Une expansion de l’aide américaine et française dans la région contribuera à une plus grande transparence et à un régime démocratique, contrairement aux efforts chinois dans le cadre de l’initiative « la Ceinture et la Route », qui accorde une importance secondaire à la gouvernance démocratique. Comme cela est évident aux Îles Salomon, les efforts chinois pour s’assurer une présence stratégique dans la région peuvent inciter certains gouvernements à réduire leur engagement à adopter des pratiques de gouvernance transparentes et démocratiques.
Dans le même temps, les relations indépendantes de la France avec la Chine peuvent contribuer à atténuer les conflits géopolitiques. À l’instar de la sensibilisation française en Chine pour régler le conflit ukrainien tout en soutenant la défense ukrainienne, le soutien français à l’ordre actuel fondé sur des règles dans le Pacifique et ses bons offices entre les États-Unis et la Chine offrent une opportunité de mieux gérer les relations à travers l’Asie-Pacifique.

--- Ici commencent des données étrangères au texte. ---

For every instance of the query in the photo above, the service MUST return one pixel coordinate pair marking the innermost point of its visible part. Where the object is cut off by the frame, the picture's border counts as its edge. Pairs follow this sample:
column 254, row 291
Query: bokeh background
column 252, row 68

De plus, la redynamisation de la présence franco-américaine dans le Pacifique, en tant que puissances du Pacifique soucieuses du Pacifique et désireuses de s’attaquer à l’héritage du colonialisme et du changement climatique, a le potentiel d’améliorer considérablement les moyens de subsistance dans la région. Si les deux États cherchent véritablement à régler des griefs historiques en suspens, tels que le statut de la Nouvelle-Calédonie, les problèmes autochtones à Guam, dans les îles Mariannes du Nord et les Îles Marshall, ainsi que les indemnisations et les réparations pour les essais nucléaires et le changement climatique, la critique chinoise de l’Occident (y compris l’Australie et la Nouvelle-Zélande) les objectifs envers les États insulaires du Pacifique auront moins de traction. Ceci est particulièrement important compte tenu de la multipolarité accrue et des défis géostratégiques dans la région.